Keywords: Quercetin, Oral wafers, Solid dispersion, Solubility, Dissolution, Solvent casting

INTRODUCTION: Quercetin (3, 3ʹ, 4ʹ, 5, 7-pentahydroxyl-flavone) is a flavone, belonging to a class of plant secondary metabolites known as flavonoids ¹. It is one of the six subclasses of flavonoid compounds ².

Numerous literature has reported biological and pharmacological activities, such as dilation in coronary arteries, lowering blood lipid, aggregation of anti-platelets, anti-cancer, anti-oxidative, anti-anemic, anti-inflammatory, and anti-anaphylaxis actions ^{3, 4}.

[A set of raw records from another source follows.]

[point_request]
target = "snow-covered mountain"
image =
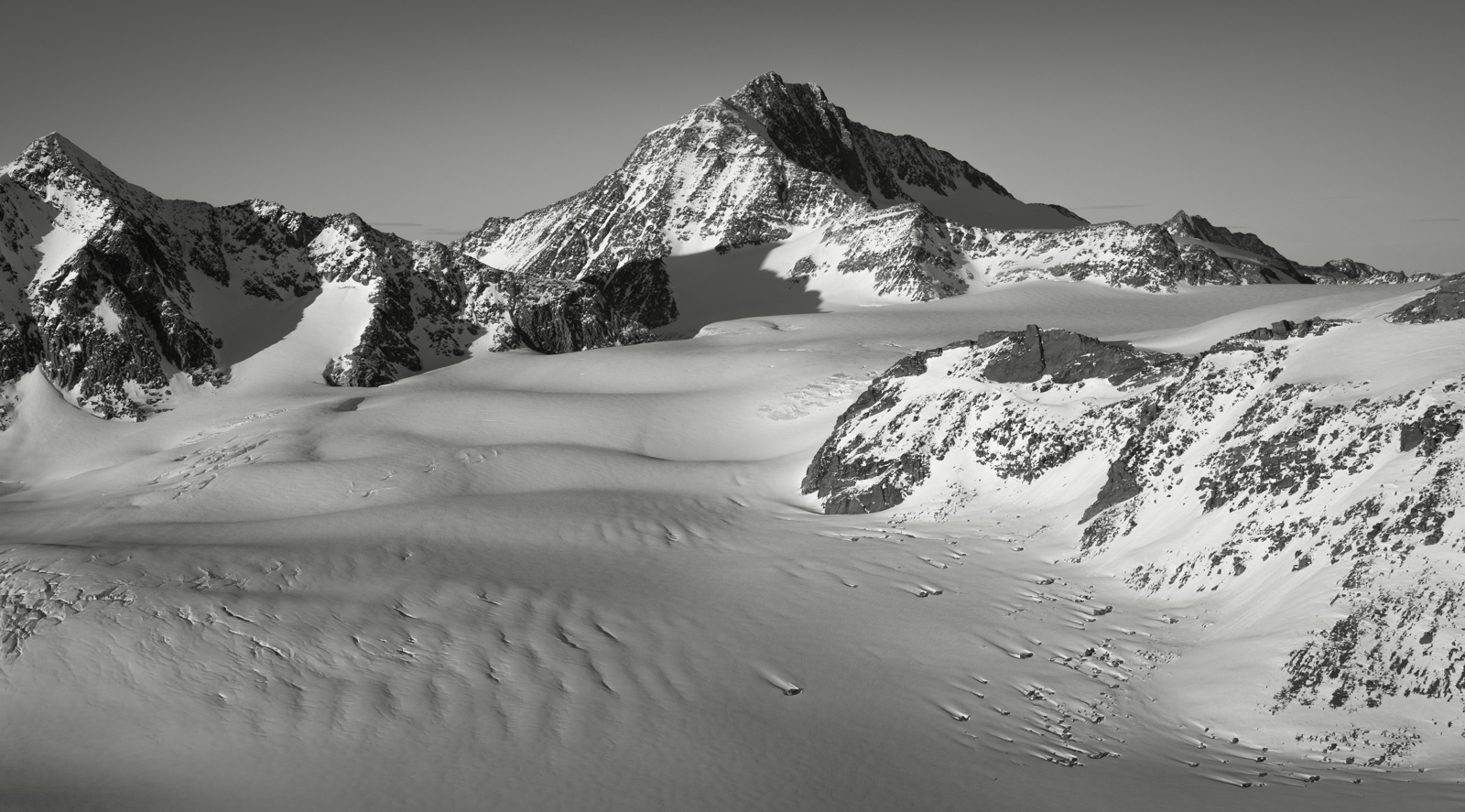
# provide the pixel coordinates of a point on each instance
(119, 295)
(1252, 260)
(1294, 453)
(780, 165)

It has the potential to inhibit the progression of carcinoma of the lung, colon, prostate and pancreas. It causes induction of cells differentiation and promotes cells apoptosis ^{2, 5}. It is assumed that the observed protective effects derive from the anti-oxidative and radical scavenging capacity that quercetin shows in many in-vitro experiments ⁶. Following 14C-quercetin doses given by oral as well as intravenous route, the data showed a large recovery of quercetin which strongly suggests that quercetin has extensive metabolism with a half-life of 23.1 h at room temperature ^17-18. Quercetin has very poor bioavailability and is dependent on the type and position of sugar moieties ¹⁹. The bioavailability of the aglycone quercetin is, very poor. No free quercetin could be detected in human plasma after oral intake of high amounts of quercetin ⁸. However, quercetin is having low hydrophilicity with minimal absorption in the gastrointestinal tract ⁸ with less than 17% oral bioavailability in rats and even 1% in men ²⁰. The absorption of quercetin is solubility and dissolution rate-limited ^21-22.

Thus, new dosage forms of quercetin should be designed to address solubility and bioavailability to overcome these defects. The pharmacokinetic studies have shown that the dissolution rate of such drugs may be improved by decreasing crystallinity, bringing the particle size to nanoscale, producing high energy amorphous form, using an inclusion compound such as cyclodextrins ²⁵. Solubility and, later on, bioavailability ²² of quercitin can be improved by delivering it in prodrugs, nanocrystals, emulsions, liposomes, phospholipid formulations, polymer nanoparticles (PNs), micelles, and solid dispersions.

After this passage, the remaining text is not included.